Any benefit given to private operators in this background was thus bound to be passed on to the people of India. If such a pass through were not to take place then the regulator in both sectors were there to ensure the same.


The petitioners in both the matters have been successful in getting a favourable judgement from the Court, but what the Court does not realize is that through these judgements - only 15 per cent of total revenue reaches the common man, with 85 per cent of the revenue reduced to "line loss" - money which will be pocketed by politicians and middleman.

Thus the benefit which the telecom sector or power sector, were to get by direct allotment of spectrum or coal to private investors will be completely lost, if the private players are made to procure the same resources at a higher price.

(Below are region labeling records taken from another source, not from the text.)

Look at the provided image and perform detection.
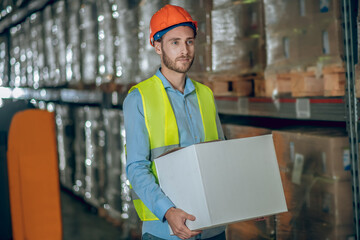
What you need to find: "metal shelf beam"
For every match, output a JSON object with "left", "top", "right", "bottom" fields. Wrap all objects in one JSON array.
[{"left": 215, "top": 97, "right": 345, "bottom": 122}]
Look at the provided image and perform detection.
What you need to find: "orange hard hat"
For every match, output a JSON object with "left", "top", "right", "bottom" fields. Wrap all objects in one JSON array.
[{"left": 150, "top": 4, "right": 197, "bottom": 46}]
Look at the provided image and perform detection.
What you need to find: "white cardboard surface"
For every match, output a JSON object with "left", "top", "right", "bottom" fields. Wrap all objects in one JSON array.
[{"left": 155, "top": 135, "right": 287, "bottom": 230}]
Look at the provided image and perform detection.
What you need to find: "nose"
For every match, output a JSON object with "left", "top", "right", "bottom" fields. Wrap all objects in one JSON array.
[{"left": 181, "top": 42, "right": 189, "bottom": 55}]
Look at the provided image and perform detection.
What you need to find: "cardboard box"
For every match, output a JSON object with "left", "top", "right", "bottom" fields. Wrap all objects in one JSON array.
[{"left": 155, "top": 135, "right": 287, "bottom": 230}]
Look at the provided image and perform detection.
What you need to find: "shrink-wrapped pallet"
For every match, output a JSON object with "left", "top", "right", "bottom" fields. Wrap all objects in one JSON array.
[
  {"left": 84, "top": 107, "right": 105, "bottom": 206},
  {"left": 103, "top": 109, "right": 131, "bottom": 219},
  {"left": 273, "top": 128, "right": 354, "bottom": 239},
  {"left": 9, "top": 24, "right": 26, "bottom": 87},
  {"left": 30, "top": 12, "right": 45, "bottom": 89},
  {"left": 111, "top": 0, "right": 139, "bottom": 85},
  {"left": 96, "top": 0, "right": 114, "bottom": 85},
  {"left": 22, "top": 18, "right": 34, "bottom": 87},
  {"left": 55, "top": 105, "right": 75, "bottom": 190},
  {"left": 52, "top": 0, "right": 67, "bottom": 86},
  {"left": 211, "top": 1, "right": 265, "bottom": 75},
  {"left": 73, "top": 107, "right": 86, "bottom": 197},
  {"left": 0, "top": 0, "right": 14, "bottom": 20},
  {"left": 79, "top": 0, "right": 98, "bottom": 86},
  {"left": 138, "top": 0, "right": 167, "bottom": 80},
  {"left": 0, "top": 35, "right": 9, "bottom": 87},
  {"left": 43, "top": 5, "right": 60, "bottom": 87},
  {"left": 66, "top": 0, "right": 81, "bottom": 87}
]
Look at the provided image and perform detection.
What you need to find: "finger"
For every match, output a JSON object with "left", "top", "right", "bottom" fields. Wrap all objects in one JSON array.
[
  {"left": 191, "top": 231, "right": 202, "bottom": 237},
  {"left": 186, "top": 214, "right": 196, "bottom": 221}
]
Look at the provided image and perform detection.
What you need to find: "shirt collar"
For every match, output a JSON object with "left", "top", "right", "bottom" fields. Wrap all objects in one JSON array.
[{"left": 155, "top": 68, "right": 195, "bottom": 95}]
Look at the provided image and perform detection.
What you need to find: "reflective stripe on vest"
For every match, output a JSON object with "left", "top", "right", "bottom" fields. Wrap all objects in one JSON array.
[{"left": 129, "top": 75, "right": 219, "bottom": 221}]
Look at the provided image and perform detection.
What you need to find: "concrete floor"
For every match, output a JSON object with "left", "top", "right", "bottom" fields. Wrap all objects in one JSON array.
[{"left": 61, "top": 191, "right": 130, "bottom": 240}]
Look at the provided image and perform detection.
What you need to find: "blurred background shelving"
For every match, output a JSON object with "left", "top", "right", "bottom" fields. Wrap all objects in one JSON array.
[{"left": 0, "top": 0, "right": 360, "bottom": 240}]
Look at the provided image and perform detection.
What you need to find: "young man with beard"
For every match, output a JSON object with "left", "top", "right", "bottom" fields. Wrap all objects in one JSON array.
[{"left": 124, "top": 5, "right": 225, "bottom": 240}]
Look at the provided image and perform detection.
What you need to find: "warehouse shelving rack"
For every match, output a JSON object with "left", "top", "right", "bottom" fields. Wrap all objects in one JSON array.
[
  {"left": 0, "top": 0, "right": 360, "bottom": 239},
  {"left": 342, "top": 0, "right": 360, "bottom": 239}
]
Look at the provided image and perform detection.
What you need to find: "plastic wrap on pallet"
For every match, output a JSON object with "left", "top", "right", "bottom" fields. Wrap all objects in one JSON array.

This will lead to higher tariffs, both in the telecom and power sector, which the common man will have to bear. It is depressing to note those who have argued against this have been ignored. The argument of one Attorney General, that this will have no impact on the economy, has been accepted in toto, despite the fact several senior counsels had brought out in detail the huge impact of the judgement on the power and banking sectors in particular.


Though subsequent judgements delivered by the bench of the Hon'ble Chief Justice have taken note of the argument of the senior counsels, they do not deal with them on the specious premise that the Attorney General has taken a stand that the judgement will have no impact on the economy.

In my view, the judgement which has directed allottees of coal blocks to pay an additional levy of Rs 295 per metric ton of coal is also without any justification. Every power generator who has utilized coal from the mine, and supplied power to the people, has a right to get this additional levy recovered through tariffs, as the power generators are under a cost plus regime under the Electricity Act, 2003.

They are entitled to be compensated for any additional expenditure they are asked to make, over and above the expenses that they have already incurred in the generation of power.

On the whole, the judgment of the Supreme Court is more disappointing in the Coalgate matter, than in the 2G matter, as in that case at least all the licensees had been heard before passing the order.

However, in the Coalgate matter, the affected coal block allottees were not given any notice to appear and make their submissions justifying their allocation.


Vikas Singh Vikas Singh

The writer is the former Additional Solicitor General of India.